This invention relates to nestable compartmentalized trays made of a thin sheet material and having a plurality of downwardly narrowing cup-shaped depressions. Two side-by-side extending side walls, one belonging to one depression and the other belonging to an adjoining depression, converge upwardly and terminate in a common upper connecting edge. Trays of this structure may be nested in one another to form a tray stack.

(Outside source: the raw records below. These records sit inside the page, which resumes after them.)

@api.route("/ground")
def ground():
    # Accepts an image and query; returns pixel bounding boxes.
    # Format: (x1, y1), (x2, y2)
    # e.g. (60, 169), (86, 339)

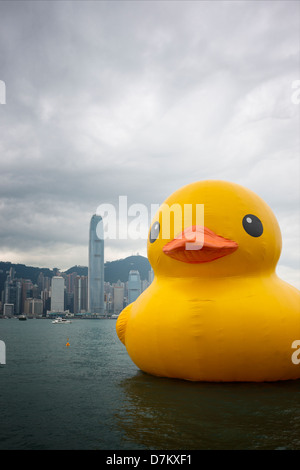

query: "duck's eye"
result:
(149, 222), (160, 243)
(243, 214), (264, 237)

Compartmentalized trays of the aforenoted type are often made of a stampable shape-retaining sheet made of a synthetic material which may be metallized. Trays of this type serve, in package making, for receiving goods, such as chocolate candies, cookies, mechanical parts, pharmaceutical products, etc., and are shipped to the manufacturer generally in stacks. As a first step, the stacked, nested compartmentalized trays, before charging them with goods, have to be separated ("de-nested") which may be performed by a special apparatus such as described, for example, in German Patent No. 1,586,152 or U.S. Pat. No. 3,401,831. In such operation the force which sometimes develops and with which the nested trays "stick" together, presents certain difficulties in that it resists separation. Such forces generally appear between the engaging sloping side walls of the depressions of two immediately superposed, nested trays.
In order to prevent the appearance of such forces which hinder the separation of the nested compartmentalized trays, it has already been proposed to provide, at preselected locations of the trays, for example along their edges, spacer members such as lugs or bosses which form an integral part of the tray and which are staggered with respect to one another from tray to tray within the stack. This mode of insuring appropriate distances between trays, however, is not always a satisfactory solution. Thus, for example, in packages which are destined to reach directly a final consumer, the external appearance has a significant role. Thus, features like the aforenoted integral spacer members may be considered as aesthetically disturbing and hence undesirable, even though, from a purely technological point of view, they may be considered as advantageous.